So much of the funeral and memorial industry is centered around products and services that will ensure you (or your loved one) continue to live on in the memories of the ones left behind, long after they’ve passed. Fingerprint jewelry, tattoos (new, done with ashes of the person, or old, preserved from the body of your departed beloved), glass baubles made from ash, paintings and custom urns and trees and interactive websites and memorial Facebook pages, and on and on–there are as many ways as there are deaths, it seems.
Often, I’ve read (and also heard it said) that grieving people become distressed when they lose or forget the smell of their loved one. Essence on pillows and shirts and such, unless preserved, will likely fade with time; there may still be many environmental smells (baking, books, BO–in the case of my much-beloved grandparents!) which would trigger memories, but the unique smell of someone’s own body is usually gradually lost once the person has died.
Until now.
If you have $600 to spare, a French start-up company will extract the specific odor of your loved one from an article of their clothing, and use the roughly 100 molecules of information to recreate the smell in a perfume.
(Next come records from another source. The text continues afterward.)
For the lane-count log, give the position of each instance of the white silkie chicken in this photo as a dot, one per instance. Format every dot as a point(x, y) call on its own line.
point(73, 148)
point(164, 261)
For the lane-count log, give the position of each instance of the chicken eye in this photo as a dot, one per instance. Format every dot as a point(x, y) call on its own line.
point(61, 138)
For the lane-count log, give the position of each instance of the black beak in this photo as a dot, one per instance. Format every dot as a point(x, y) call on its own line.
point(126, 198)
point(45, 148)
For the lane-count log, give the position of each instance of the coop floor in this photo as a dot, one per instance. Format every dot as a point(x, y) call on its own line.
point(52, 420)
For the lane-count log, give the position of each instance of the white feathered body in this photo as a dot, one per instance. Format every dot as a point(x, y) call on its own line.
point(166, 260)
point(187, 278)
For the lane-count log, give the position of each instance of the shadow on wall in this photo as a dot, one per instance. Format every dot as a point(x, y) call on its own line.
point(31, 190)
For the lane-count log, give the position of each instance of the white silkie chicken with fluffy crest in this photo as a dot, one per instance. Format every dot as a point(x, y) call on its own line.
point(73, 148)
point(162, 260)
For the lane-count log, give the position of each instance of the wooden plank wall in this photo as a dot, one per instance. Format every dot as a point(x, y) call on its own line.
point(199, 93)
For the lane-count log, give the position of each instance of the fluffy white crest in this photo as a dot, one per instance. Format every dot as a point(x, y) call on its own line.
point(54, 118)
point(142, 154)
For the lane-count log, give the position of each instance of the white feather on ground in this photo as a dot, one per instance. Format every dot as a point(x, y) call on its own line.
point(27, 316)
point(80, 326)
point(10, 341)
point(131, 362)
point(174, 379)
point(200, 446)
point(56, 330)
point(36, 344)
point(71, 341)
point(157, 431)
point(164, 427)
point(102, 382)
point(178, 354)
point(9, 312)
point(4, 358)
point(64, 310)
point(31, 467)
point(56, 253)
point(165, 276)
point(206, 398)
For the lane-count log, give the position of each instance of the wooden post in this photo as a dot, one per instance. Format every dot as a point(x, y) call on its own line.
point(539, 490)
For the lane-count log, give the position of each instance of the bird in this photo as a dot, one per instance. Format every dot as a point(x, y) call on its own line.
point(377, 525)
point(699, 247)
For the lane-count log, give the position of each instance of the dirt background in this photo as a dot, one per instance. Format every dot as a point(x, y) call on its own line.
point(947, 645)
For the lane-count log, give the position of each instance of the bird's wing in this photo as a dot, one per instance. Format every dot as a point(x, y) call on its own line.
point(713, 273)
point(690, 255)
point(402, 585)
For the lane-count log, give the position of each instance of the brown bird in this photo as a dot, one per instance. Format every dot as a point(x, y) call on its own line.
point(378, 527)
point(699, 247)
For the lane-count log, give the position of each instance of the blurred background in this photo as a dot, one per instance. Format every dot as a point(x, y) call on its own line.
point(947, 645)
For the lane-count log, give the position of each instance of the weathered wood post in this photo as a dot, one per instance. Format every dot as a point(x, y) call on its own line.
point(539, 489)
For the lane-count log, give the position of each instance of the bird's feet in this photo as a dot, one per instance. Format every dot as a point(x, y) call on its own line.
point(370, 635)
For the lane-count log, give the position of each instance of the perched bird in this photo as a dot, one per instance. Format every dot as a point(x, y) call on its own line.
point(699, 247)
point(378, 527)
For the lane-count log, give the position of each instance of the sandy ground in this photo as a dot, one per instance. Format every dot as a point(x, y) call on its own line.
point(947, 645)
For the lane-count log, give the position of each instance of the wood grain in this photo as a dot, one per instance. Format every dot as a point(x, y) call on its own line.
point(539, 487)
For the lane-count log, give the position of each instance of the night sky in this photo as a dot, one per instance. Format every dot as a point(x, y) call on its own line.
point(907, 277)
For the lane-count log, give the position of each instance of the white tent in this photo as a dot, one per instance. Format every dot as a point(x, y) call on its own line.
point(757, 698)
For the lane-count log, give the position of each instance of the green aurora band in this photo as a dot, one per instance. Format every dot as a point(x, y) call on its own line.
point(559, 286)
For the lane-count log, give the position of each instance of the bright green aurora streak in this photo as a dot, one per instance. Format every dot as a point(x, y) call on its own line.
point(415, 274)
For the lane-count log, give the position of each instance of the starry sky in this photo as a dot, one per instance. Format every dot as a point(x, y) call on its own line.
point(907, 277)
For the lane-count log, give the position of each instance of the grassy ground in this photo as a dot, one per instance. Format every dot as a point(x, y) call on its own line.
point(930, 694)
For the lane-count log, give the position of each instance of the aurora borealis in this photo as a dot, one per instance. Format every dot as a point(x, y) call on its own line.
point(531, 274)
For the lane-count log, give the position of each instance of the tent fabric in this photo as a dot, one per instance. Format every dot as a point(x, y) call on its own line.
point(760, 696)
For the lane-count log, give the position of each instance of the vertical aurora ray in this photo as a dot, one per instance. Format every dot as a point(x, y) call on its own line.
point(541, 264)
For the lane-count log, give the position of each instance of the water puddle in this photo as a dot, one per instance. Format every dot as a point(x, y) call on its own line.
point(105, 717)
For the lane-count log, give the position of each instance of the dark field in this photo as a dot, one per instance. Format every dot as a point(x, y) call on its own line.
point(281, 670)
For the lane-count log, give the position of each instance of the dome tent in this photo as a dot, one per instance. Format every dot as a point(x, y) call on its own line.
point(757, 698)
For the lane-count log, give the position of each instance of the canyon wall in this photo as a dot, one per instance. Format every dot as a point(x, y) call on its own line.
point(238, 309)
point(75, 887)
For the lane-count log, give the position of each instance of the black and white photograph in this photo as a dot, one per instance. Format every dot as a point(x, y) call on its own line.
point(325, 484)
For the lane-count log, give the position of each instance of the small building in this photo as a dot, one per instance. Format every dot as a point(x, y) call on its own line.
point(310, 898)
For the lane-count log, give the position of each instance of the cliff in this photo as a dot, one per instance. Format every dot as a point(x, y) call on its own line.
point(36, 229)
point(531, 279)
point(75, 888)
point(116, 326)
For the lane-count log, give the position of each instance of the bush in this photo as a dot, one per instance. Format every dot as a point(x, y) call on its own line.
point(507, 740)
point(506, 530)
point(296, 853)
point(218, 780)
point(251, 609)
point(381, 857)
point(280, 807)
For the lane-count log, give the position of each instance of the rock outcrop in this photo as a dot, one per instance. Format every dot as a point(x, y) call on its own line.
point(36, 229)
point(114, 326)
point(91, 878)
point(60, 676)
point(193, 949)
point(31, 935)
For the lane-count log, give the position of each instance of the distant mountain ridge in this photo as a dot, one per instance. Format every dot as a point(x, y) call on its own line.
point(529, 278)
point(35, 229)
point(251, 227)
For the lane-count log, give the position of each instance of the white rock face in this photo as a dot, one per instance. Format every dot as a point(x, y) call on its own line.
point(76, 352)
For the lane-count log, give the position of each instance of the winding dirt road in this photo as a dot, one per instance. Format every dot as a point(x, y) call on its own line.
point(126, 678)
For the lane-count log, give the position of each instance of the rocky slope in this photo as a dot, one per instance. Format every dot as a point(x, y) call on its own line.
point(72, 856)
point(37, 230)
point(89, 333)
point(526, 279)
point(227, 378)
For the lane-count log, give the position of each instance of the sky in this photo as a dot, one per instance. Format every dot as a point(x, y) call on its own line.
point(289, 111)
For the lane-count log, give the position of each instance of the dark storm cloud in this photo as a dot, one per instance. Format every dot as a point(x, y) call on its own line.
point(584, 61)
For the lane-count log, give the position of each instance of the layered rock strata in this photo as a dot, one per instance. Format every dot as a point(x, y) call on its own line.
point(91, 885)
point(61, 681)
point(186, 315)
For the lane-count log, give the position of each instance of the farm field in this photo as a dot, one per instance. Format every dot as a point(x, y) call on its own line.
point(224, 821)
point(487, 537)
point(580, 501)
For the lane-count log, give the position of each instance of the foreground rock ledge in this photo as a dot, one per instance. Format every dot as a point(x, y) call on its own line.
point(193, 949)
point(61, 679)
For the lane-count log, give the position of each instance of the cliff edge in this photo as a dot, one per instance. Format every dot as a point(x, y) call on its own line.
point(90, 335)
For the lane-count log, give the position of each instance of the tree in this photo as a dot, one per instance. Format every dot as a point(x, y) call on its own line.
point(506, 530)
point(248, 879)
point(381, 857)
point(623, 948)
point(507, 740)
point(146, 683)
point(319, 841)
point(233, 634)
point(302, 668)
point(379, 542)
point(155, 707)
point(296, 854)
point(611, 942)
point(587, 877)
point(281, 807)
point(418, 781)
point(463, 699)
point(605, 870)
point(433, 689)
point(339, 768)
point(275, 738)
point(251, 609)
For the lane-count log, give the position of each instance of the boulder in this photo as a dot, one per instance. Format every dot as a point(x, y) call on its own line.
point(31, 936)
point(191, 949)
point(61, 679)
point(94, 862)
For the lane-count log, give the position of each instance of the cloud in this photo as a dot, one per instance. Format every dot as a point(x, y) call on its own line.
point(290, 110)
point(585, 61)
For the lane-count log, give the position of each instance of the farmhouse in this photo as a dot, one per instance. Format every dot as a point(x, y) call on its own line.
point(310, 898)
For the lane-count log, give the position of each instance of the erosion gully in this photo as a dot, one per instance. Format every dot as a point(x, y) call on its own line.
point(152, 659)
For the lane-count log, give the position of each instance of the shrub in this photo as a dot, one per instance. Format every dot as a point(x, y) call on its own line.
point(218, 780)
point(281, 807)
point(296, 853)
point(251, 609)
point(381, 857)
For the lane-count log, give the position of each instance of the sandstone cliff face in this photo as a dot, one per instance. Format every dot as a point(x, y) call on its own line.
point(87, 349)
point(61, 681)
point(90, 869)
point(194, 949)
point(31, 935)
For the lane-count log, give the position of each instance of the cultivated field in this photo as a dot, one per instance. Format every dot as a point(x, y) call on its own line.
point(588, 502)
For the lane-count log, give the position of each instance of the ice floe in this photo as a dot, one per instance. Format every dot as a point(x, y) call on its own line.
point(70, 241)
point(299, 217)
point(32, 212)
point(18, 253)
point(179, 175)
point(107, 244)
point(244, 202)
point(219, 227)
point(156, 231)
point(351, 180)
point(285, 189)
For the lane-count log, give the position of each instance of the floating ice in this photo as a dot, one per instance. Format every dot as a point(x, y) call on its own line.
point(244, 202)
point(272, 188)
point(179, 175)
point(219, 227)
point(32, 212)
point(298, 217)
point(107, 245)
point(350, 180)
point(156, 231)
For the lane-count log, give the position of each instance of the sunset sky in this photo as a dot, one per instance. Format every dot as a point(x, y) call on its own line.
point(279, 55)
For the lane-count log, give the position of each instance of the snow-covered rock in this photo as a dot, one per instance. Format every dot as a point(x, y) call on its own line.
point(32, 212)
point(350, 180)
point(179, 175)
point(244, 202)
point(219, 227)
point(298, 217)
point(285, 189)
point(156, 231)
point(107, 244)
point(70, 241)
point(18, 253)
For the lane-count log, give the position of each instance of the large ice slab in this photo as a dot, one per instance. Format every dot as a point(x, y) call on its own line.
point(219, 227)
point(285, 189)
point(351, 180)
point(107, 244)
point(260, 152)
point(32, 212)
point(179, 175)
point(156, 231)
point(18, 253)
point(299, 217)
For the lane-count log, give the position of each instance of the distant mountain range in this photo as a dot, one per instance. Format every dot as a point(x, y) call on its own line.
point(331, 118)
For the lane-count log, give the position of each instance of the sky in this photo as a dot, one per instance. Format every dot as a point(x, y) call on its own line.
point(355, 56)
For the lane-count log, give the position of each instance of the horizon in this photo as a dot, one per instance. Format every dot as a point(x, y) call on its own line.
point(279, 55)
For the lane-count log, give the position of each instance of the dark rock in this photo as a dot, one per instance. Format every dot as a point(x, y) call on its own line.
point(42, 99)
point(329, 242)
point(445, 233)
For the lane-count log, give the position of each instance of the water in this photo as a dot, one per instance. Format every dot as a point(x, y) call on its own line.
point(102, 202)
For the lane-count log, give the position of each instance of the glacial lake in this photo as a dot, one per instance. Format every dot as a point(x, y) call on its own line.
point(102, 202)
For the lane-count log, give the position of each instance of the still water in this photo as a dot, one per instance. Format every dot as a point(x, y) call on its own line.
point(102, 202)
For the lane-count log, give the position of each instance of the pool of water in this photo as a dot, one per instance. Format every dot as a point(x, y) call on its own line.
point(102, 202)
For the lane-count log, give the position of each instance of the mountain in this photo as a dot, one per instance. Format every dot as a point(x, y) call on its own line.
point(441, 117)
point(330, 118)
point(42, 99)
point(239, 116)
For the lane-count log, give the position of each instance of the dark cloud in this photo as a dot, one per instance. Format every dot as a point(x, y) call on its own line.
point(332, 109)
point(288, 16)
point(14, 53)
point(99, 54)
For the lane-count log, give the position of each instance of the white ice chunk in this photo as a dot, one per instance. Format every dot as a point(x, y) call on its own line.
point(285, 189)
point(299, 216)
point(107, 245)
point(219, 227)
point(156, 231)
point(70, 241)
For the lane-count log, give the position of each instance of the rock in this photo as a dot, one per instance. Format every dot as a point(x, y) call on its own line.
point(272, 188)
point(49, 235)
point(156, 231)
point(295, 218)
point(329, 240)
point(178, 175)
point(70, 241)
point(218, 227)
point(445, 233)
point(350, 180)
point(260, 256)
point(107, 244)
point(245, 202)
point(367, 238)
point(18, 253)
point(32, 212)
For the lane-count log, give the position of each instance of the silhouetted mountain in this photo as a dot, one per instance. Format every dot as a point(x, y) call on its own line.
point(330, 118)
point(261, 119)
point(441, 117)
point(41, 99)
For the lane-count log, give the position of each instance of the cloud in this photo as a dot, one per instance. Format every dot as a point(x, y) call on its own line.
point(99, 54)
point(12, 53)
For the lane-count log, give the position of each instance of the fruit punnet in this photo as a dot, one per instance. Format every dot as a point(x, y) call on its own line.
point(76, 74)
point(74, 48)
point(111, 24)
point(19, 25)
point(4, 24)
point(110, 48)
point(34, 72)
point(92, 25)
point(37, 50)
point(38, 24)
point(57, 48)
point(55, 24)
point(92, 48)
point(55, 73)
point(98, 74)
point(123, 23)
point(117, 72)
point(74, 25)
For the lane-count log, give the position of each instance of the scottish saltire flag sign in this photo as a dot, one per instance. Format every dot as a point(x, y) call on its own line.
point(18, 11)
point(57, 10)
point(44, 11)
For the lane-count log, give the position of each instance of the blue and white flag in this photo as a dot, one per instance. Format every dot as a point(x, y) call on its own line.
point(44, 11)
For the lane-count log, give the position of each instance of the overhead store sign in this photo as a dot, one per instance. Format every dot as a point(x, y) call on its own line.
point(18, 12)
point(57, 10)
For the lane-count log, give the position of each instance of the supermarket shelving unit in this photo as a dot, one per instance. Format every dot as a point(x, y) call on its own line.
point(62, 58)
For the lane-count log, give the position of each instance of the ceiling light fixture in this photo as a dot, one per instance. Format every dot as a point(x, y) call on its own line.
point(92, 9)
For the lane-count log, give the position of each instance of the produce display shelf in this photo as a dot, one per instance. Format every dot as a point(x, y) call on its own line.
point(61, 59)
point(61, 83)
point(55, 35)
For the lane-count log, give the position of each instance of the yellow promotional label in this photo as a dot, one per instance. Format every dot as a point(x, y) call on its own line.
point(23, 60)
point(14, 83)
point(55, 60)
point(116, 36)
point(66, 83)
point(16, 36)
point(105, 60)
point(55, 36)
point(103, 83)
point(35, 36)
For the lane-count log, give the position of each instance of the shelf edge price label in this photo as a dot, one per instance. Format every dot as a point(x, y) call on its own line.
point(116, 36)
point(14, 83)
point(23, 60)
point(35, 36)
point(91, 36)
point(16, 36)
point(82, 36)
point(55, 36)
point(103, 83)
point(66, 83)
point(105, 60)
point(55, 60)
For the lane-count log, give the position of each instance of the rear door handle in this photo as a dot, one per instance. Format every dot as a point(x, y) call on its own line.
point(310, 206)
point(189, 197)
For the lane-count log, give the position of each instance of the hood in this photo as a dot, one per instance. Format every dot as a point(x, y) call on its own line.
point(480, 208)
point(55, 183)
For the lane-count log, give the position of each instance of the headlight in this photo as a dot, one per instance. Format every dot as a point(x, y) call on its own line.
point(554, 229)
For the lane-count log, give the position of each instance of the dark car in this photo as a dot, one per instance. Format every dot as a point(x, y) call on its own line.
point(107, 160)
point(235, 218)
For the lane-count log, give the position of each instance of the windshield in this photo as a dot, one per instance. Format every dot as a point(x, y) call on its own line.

In the grand scheme of funeral prices, $600 isn’t out of the ballpark of what people will pay to remember or memorialize their loved ones. Caskets most always cost more. Headstones and plots sure do, as can some cremation jewelry and many urns! Obituaries (at $10/line in my local paper) could add up to $600 rather rapidly.
What do you think? Eau de Spouse? L’air Du Temps Maman? Could you imagine it worth $600 to you to be able to recall the specific smell of someone you loved?
And if so, how would you use it? Spray it on an object? Scent yourself with it?